John Grierson lived from 26 April 1898 to 19 February 1972. He is often regarded as the father of documentary film making in Britain and Canada. The wider picture in Scotland at the time is set out in our Historical Timeline.
John Grierson was born at Deanston near Doune, the son of a father who was a Presbyterian Church Minister and a mother who was a Labour Party activist and suffragette. During the First World War he served on Royal Navy minesweepers and then studied at Glasgow University, where he became closely involved in political activities before graduating in moral philosophy. In 1924 he won a Rockefeller Research Fellowship which enabled him to study at the University of Chicago, and later at Columbia University and the University of Wisconsin-Madison.

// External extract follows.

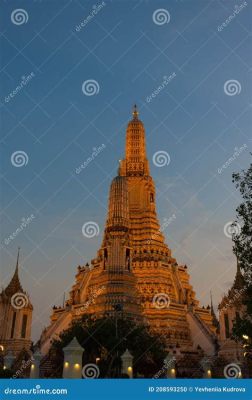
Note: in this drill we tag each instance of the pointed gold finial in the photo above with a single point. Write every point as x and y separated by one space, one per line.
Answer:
135 112
17 264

He spent much of his time undertaking research into the psychology of propaganda and the role of the mass media in influencing public opinion.
His views on the role of film in society led to his being invited to become a film critic for the New York Sun. In a review of Robert Flaherty's 1926 film "Moana", John Grierson was the first to use the word "documentary" in relation to a film. Grierson returned to Britain at the end of the 1920s with a deeply held conviction that film-making could be a force for good in society. He joined the Empire Marketing Board, a governmental agency intended to promote British trade abroad and unity in the British Empire. In 1930 he persuaded the EMB to form a film unit, headed by himself, to produce "documentaries".
Grierson had made his first film the year earlier. "Drifters" was about North Sea herring fishermen and was unlike any film ever made before. During the 1930s, Grierson was responsible for a whole series of ground-breaking films, including "Housing Problems" and "Song of Ceylon" in 1935; and "Night Mail" and "Coal Face" in 1936.
In 1938, Grierson was invited by the Canadian Government to help establish the National Film Board of Canada, which emerged the following year with Grierson at its head. During the war years, Grierson directed a series of propaganda films. After the war the NFB developed into a producer of a wider range of documentaries, many of which are recognised as being of very high quality. Grierson returned to Scotland in 1945, however, following allegations that some of his work for the NFB had been too sympathetic towards communism. Between 1957 and 1967 John Grierson hosted a weekly Scottish television program, "This Wonderful World" showcasing outstanding documentaries. John Grierson died in 1972 and is remembered by the "Grierson Documentary Film Awards".